Here is the view from Green Cove that will now be preserved for the foreseeable future. I think you’ll agree that it’s worth saving. That’s Cape Smokey way in the distance.
Our final stop before checking in was to view a new Parks Canada project just up from Ingonish Beach. This strange looking object, referred to as The Cocoon, is actually a campsite in the sky which is tethered between a few large trees. It rocks almost like a cradle once you’re inside. I suspect it could be a hit with couples, if you get my drift.

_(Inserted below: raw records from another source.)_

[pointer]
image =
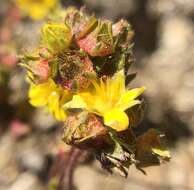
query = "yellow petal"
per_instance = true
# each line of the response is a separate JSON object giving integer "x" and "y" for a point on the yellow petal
{"x": 39, "y": 94}
{"x": 116, "y": 119}
{"x": 161, "y": 152}
{"x": 127, "y": 100}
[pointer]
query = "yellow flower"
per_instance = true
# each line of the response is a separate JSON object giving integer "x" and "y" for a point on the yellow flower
{"x": 36, "y": 9}
{"x": 109, "y": 100}
{"x": 50, "y": 95}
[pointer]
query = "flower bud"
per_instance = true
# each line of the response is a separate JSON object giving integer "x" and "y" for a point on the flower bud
{"x": 85, "y": 130}
{"x": 76, "y": 70}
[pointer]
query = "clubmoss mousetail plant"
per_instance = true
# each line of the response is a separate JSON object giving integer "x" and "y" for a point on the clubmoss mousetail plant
{"x": 80, "y": 74}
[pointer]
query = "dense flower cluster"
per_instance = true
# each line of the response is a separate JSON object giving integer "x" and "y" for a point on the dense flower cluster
{"x": 37, "y": 10}
{"x": 79, "y": 73}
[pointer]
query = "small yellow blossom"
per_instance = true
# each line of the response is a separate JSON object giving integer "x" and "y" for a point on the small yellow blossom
{"x": 109, "y": 100}
{"x": 50, "y": 95}
{"x": 36, "y": 9}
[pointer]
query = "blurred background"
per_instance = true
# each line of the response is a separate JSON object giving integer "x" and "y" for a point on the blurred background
{"x": 30, "y": 139}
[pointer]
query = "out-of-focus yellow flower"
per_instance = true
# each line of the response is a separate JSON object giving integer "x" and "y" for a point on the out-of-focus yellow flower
{"x": 50, "y": 95}
{"x": 109, "y": 99}
{"x": 36, "y": 9}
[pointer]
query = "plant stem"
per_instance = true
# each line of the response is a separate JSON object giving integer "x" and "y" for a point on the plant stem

It’s been an absolutely wonderful pre-tour thanks to Parks Canada. One thing I have not focused on has been the incredibly fresh and delicious meals we have been served. When I first started writing about Cape Breton, there were few decent, let alone good restaurants. Deep fried was the preferred method of cooking just about everything. There’s been a 180° turn over the past number of years and I would now say that Cape Breton is a true culinary destination. I leave you with this last picture that just about sums it all up. Oh, and the craft beers are exceptional as well. My favourite is Kitchen Party Pale Ale by Big Spruce Brewing, one of only two certified organic on farm breweries in Canada.
The good news is that I will be back in September to play the two courses at Cabot Links. Hard to believe that there is yet another reason to love Cape Breton Island – the best golf in Canada. No B.S. Slán!